Industry of such scale requires people to work. The proportion of Latvians living in Jelgava shrank from 80% to less than 50% during the Soviet times. The population exploded, from 36,000 in 1959 to 74,000 in 1989. All but a new city was built for the RAF factory in Jelgava, with 16 nine-story and 18 five-story apartment buildings, along with a school, two kindergartens and a Soviet mall. RAF employed 4,000 people and Jelgava was turned into a citadel of industry. 

In the 1960s, economists in the Latvian SSR had estimated that building a factory of such scale in Latvia would be unfeasible. Their calls went unheard. RAF was a Soviet company, and Latvia's only benefit was bringing its name across the borders. But when the union fell, this ended too. RAF was totally unable to compete with Western analogues and even the new Russian minibus ГАЗе́ль, which the former delivery company GAZ started producing in 1994. 

The story goes that the fall of the USSR destroyed Latvian industry. But it was feeble from the very start. In 1990, experts from Volkswagen were brought in to see whether the factory could be refitted into something more modern. They said it'd be simpler to tear it down completely. 

In 1996, a year before going bankrupt, history played a joke on the factory. It produced its last shipment of cars, about a dozen RAF-2926 vehicles fitted for the needs of the Moscow ambulance service. These were in fact hearses. 
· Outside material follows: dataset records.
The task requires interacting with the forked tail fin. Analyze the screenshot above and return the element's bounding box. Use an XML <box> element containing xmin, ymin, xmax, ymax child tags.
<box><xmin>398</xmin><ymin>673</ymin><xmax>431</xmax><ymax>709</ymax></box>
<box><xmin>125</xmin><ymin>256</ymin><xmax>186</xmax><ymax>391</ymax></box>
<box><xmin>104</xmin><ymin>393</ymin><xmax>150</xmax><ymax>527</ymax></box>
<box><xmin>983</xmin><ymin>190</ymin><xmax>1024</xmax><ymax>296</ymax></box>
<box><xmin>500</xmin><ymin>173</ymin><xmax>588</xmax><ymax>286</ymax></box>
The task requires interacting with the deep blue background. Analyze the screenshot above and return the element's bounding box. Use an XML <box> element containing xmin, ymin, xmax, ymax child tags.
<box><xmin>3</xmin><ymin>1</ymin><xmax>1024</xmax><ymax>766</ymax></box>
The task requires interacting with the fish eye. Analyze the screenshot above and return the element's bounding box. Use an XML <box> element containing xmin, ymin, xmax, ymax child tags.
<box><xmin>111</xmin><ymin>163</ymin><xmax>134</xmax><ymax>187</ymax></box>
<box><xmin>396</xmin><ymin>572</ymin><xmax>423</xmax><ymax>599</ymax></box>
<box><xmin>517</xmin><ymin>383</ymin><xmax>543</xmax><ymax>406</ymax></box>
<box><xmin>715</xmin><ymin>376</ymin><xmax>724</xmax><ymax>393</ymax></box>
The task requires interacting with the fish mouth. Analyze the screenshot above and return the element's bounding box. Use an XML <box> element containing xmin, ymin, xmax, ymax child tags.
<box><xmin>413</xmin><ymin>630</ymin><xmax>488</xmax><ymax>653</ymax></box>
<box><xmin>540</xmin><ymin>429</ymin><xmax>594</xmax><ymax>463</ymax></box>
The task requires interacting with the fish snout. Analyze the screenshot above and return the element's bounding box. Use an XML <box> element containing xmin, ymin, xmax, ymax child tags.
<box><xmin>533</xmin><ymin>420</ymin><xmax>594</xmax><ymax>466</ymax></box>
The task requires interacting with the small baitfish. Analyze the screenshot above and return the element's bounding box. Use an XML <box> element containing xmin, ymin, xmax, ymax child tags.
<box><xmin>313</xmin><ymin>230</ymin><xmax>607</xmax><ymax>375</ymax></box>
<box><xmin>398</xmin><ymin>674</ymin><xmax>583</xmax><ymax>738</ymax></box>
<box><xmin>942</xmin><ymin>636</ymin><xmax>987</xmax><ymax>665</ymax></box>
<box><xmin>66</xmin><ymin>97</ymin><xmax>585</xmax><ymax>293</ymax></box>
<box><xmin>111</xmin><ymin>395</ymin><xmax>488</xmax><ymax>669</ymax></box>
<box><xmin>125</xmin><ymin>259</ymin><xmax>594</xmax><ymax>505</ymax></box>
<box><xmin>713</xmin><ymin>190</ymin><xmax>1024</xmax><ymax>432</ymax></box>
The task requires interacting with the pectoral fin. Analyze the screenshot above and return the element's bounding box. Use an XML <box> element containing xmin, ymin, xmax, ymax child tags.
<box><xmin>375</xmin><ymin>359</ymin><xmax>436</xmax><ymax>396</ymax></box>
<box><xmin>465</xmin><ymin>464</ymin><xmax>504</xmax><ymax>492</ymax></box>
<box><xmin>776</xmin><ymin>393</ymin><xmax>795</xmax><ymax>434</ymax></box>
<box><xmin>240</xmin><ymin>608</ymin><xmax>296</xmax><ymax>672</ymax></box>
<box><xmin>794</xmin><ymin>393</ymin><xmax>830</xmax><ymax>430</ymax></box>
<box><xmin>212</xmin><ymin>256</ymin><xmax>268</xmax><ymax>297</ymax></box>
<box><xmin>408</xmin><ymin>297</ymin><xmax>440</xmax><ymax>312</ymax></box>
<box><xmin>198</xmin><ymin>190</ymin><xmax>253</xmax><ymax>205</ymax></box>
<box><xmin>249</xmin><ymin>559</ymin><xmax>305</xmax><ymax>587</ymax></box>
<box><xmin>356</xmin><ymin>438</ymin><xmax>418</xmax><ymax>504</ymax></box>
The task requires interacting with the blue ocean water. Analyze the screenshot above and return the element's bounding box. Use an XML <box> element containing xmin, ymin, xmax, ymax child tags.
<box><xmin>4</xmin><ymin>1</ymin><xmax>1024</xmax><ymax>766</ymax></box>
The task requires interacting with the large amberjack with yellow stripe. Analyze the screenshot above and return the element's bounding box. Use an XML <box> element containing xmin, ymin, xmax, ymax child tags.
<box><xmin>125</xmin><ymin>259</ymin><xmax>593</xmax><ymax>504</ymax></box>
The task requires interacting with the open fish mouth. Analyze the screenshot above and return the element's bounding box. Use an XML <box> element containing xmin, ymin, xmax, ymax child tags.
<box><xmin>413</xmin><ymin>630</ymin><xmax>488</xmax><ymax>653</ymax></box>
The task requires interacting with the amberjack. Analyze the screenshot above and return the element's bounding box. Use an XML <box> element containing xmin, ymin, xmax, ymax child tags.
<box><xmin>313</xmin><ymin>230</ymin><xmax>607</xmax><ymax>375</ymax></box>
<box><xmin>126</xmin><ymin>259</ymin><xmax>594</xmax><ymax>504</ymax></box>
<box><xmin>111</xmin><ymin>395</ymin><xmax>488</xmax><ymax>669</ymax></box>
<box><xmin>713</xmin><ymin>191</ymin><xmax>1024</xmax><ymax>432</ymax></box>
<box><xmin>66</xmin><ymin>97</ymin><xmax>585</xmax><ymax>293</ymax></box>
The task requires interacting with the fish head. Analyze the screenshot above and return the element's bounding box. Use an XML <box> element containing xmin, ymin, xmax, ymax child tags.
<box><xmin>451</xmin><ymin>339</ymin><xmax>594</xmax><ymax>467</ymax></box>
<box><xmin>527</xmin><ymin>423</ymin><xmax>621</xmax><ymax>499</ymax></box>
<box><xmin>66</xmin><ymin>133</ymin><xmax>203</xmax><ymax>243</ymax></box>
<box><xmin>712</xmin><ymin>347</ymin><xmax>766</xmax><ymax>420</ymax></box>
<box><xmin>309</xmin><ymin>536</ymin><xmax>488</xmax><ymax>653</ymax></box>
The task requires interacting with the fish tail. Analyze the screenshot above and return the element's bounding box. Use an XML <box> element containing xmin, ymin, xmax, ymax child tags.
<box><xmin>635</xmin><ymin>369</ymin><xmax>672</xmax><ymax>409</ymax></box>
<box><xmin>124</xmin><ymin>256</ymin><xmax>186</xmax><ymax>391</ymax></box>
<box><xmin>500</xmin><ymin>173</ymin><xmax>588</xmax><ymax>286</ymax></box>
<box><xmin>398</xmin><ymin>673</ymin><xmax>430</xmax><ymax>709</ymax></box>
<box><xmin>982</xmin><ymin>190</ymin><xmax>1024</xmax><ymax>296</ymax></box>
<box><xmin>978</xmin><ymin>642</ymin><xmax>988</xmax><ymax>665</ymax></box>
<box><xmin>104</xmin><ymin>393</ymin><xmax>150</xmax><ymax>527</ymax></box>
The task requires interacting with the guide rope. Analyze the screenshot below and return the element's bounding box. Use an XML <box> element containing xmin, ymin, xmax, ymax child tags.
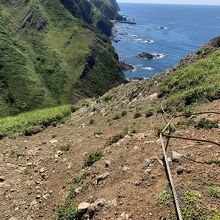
<box><xmin>159</xmin><ymin>107</ymin><xmax>220</xmax><ymax>220</ymax></box>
Nostalgia for Latvia's minibus industry is unwarranted if understandable. These days the clunky designs, stylized lettering and distinctive paint jobs make the models look retro-cool to generations that never had to drive them or be driven in them. But ultimately it was just another socialist "dinosaur" destined to die as soon as it was exposed to genuine market competition. The real Latvian revival was to come only with the death of the Soviet Union.